Google Summer of Code is over and here is a summary of great work Clojure students have done this summer!
Student: Aleksandr Sorokoumov
Project: Incanter and core.matrix integration
I introduced core.matrix as a martix backend for Incanter, instead of clatrix (one of the core.matrix backends). This resulted in a possibility to choose the most appropriate matrix backend for the particular project and transparently switch between them if necessary. Besides, Incanter dataset implementation was replaced by core.matrix one. Due to this, most of the dataset functions are available through core.matrix without a need to install Incanter. More details about Incanter changes can be found in change log.

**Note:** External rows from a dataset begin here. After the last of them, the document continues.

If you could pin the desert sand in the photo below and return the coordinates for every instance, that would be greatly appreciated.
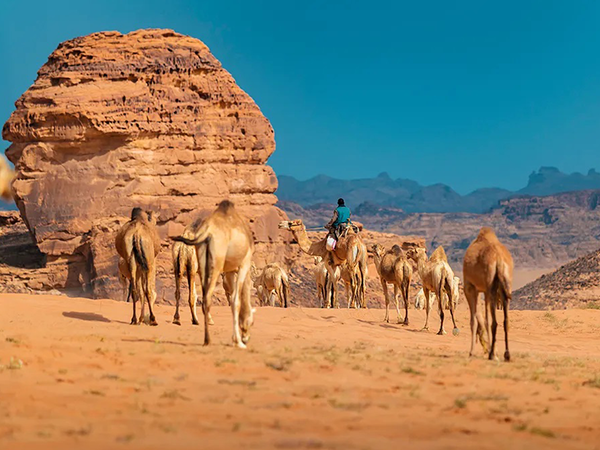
(75, 374)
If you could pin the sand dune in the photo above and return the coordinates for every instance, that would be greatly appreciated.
(310, 379)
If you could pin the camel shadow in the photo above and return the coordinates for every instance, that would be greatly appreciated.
(90, 317)
(153, 341)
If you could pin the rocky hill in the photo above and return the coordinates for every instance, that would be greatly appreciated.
(541, 232)
(410, 196)
(576, 284)
(148, 119)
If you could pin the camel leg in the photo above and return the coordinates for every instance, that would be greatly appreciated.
(193, 297)
(405, 297)
(397, 302)
(236, 301)
(176, 320)
(150, 296)
(492, 307)
(471, 294)
(505, 307)
(387, 301)
(441, 306)
(427, 308)
(209, 286)
(451, 299)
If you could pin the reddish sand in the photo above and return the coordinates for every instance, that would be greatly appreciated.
(309, 379)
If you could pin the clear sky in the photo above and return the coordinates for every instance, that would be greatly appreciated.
(467, 93)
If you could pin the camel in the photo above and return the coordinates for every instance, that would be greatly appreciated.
(185, 262)
(393, 267)
(125, 279)
(488, 268)
(273, 281)
(6, 177)
(436, 276)
(138, 244)
(420, 298)
(322, 281)
(229, 248)
(348, 249)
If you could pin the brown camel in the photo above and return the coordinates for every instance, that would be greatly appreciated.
(275, 283)
(138, 244)
(229, 247)
(393, 268)
(322, 281)
(348, 250)
(185, 263)
(488, 268)
(436, 276)
(125, 279)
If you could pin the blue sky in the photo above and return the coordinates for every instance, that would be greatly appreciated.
(467, 93)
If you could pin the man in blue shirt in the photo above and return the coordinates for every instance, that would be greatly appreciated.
(340, 219)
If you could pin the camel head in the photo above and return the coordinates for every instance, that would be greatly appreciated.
(246, 322)
(377, 250)
(152, 217)
(291, 225)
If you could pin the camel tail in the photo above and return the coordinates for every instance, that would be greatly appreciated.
(138, 253)
(209, 262)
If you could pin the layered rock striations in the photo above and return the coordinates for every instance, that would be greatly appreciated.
(148, 119)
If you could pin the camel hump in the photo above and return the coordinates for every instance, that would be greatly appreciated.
(487, 233)
(136, 213)
(439, 255)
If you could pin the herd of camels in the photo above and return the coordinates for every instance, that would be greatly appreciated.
(221, 246)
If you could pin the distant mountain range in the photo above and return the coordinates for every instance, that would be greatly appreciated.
(410, 196)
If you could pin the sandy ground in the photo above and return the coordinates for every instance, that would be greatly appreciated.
(75, 374)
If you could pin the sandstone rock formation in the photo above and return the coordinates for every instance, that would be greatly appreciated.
(574, 285)
(148, 119)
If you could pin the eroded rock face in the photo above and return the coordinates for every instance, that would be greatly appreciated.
(146, 119)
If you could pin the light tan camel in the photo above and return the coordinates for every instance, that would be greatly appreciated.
(274, 282)
(125, 279)
(488, 268)
(436, 276)
(322, 281)
(229, 247)
(393, 268)
(138, 243)
(186, 263)
(347, 250)
(7, 175)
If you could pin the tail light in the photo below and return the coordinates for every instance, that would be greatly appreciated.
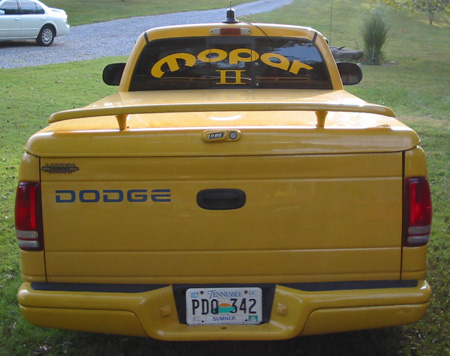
(418, 212)
(29, 216)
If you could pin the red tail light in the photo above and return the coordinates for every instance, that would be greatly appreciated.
(418, 212)
(29, 216)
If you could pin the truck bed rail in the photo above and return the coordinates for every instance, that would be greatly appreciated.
(122, 112)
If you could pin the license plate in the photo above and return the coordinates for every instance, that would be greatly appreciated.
(206, 306)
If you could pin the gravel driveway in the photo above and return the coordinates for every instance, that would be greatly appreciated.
(113, 38)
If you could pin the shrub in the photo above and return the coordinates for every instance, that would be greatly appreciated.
(375, 32)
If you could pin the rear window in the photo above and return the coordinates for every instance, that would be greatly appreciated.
(230, 62)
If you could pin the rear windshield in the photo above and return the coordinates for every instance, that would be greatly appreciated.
(230, 62)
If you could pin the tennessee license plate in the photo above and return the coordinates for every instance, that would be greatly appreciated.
(206, 306)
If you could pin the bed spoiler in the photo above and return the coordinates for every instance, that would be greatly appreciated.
(122, 112)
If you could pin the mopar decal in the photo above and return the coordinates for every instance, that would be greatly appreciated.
(113, 196)
(235, 57)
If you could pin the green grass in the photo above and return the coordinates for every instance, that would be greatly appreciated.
(415, 86)
(88, 11)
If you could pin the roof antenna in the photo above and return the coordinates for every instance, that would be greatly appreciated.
(230, 15)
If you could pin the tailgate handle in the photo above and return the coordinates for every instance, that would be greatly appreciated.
(221, 199)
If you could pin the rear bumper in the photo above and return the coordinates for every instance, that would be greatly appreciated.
(152, 311)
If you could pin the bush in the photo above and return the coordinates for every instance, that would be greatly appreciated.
(375, 32)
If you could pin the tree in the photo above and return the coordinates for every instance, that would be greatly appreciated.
(428, 7)
(375, 33)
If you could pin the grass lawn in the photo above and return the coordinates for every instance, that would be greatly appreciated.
(414, 84)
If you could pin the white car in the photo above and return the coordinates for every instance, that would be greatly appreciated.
(31, 19)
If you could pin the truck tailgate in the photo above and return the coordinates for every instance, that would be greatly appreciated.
(289, 218)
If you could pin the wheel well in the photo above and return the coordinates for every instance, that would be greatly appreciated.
(50, 25)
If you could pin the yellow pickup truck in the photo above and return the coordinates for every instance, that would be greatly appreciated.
(230, 190)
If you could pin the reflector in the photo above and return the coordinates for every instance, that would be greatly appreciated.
(28, 215)
(418, 212)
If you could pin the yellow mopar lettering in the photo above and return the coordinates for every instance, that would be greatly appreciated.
(236, 55)
(224, 76)
(283, 61)
(205, 55)
(172, 62)
(296, 66)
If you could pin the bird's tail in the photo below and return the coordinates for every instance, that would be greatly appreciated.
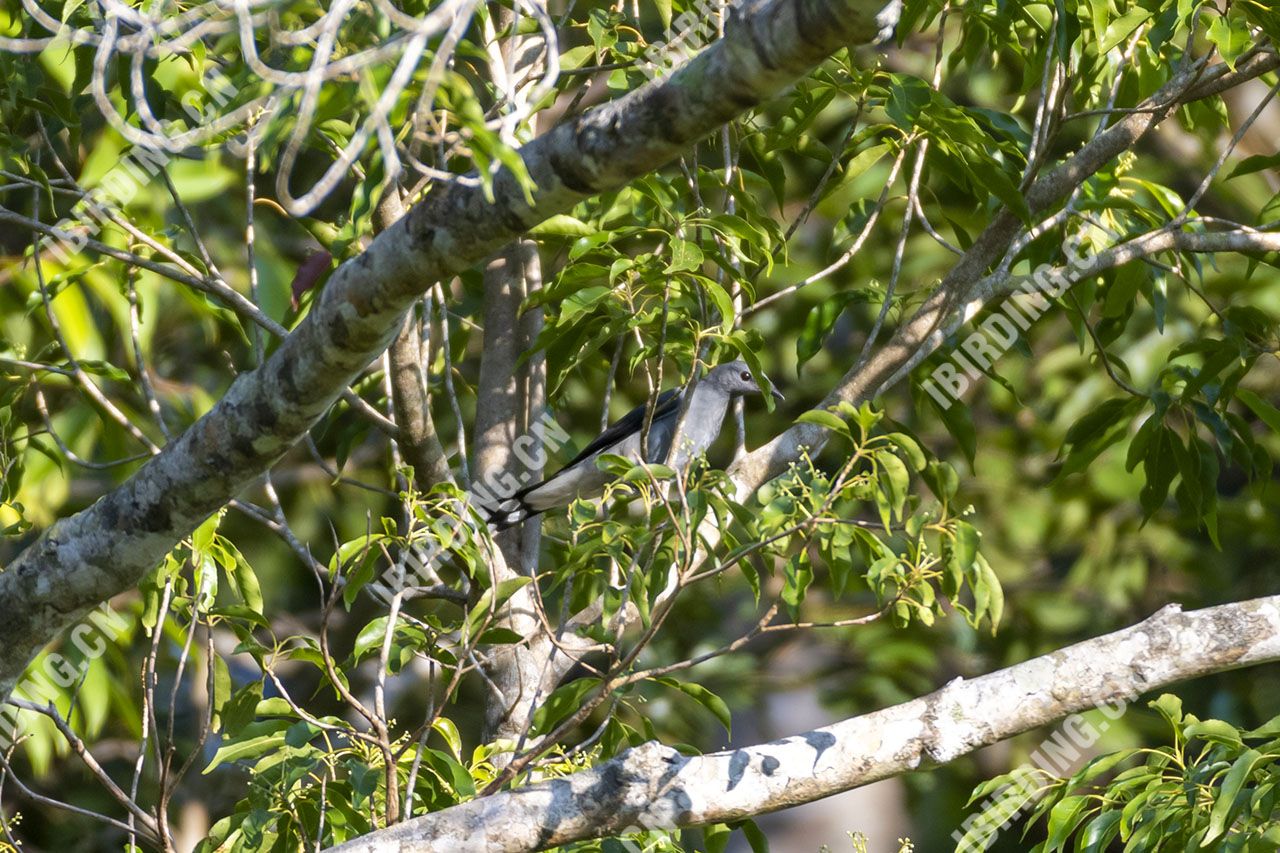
(512, 510)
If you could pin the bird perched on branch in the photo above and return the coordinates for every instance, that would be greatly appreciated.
(583, 479)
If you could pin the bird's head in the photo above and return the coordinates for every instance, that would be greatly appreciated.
(736, 379)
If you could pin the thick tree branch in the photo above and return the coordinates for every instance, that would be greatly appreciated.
(654, 787)
(411, 400)
(106, 548)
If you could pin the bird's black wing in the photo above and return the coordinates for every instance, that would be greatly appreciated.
(632, 422)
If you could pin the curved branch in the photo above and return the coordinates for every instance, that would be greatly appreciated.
(656, 787)
(106, 548)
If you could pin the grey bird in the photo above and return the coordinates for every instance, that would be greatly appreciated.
(583, 479)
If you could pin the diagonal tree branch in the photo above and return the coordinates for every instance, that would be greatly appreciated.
(656, 787)
(86, 559)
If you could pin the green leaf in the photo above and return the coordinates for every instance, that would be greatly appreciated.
(1232, 797)
(562, 226)
(824, 419)
(1269, 414)
(703, 697)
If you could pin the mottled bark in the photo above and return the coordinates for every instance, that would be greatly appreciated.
(657, 787)
(411, 400)
(106, 548)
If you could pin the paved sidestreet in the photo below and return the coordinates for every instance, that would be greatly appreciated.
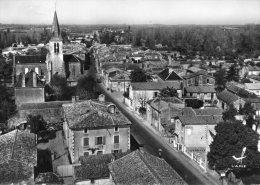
(152, 142)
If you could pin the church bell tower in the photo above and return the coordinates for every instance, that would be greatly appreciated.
(56, 63)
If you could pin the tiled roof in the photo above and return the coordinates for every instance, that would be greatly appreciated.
(253, 68)
(144, 86)
(200, 89)
(29, 80)
(70, 58)
(90, 114)
(209, 111)
(252, 86)
(48, 177)
(17, 156)
(167, 74)
(192, 75)
(147, 86)
(95, 166)
(23, 59)
(164, 103)
(51, 112)
(200, 120)
(139, 167)
(195, 69)
(227, 97)
(254, 77)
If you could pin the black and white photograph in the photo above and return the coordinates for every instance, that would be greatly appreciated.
(129, 92)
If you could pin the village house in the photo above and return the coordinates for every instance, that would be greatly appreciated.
(150, 170)
(94, 128)
(254, 78)
(141, 92)
(194, 131)
(161, 109)
(205, 93)
(116, 79)
(253, 88)
(29, 88)
(169, 75)
(18, 157)
(226, 98)
(198, 79)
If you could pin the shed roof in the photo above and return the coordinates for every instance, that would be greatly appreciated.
(139, 167)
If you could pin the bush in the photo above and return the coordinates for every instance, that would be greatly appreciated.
(142, 110)
(126, 94)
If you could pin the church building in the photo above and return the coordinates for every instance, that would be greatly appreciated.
(44, 67)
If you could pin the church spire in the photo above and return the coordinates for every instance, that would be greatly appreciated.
(55, 30)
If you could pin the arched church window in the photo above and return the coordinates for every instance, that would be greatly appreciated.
(58, 49)
(55, 46)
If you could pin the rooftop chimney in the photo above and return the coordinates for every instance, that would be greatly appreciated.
(101, 98)
(23, 80)
(34, 79)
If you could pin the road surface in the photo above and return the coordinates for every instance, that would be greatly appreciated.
(153, 142)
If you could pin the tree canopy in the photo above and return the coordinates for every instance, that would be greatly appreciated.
(229, 141)
(138, 75)
(233, 73)
(220, 80)
(230, 113)
(168, 92)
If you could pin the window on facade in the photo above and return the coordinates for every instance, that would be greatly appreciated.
(100, 140)
(115, 151)
(58, 48)
(37, 70)
(55, 47)
(116, 139)
(86, 141)
(188, 131)
(86, 154)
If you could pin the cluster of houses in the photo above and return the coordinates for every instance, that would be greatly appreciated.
(187, 128)
(95, 135)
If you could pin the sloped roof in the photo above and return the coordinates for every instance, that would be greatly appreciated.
(29, 80)
(95, 166)
(17, 156)
(200, 120)
(209, 111)
(227, 97)
(140, 167)
(55, 29)
(51, 112)
(144, 86)
(200, 89)
(25, 59)
(70, 58)
(90, 114)
(168, 74)
(48, 177)
(147, 86)
(192, 75)
(252, 86)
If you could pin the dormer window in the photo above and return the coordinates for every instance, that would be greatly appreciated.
(56, 47)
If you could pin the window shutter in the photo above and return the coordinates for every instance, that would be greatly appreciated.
(54, 47)
(104, 140)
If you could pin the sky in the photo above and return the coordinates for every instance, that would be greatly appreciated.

Student: Alexander Yakushev
Project: Lean Clojure/JVM runtime
During this summer I modified Clojure compiler in a separate branch to produce lean bytecode where all Var objects are replaced with static fields of the namespace class. This simultaneously decreased the time required to load the compiled namespace, the memory footprint of that namespace in memory and the added time cost of dereferencing a var each time it is used. The patched compiler also doesn't emit the bytecode for macros (as they are used only during the macroexpansion and are not needed in runtime) and intelligently elides metadata (so that it is used during compilation but then is not emitted). Some of the observations and thoughts accumulated during this summer were featured in the blog under "gsoc" tag.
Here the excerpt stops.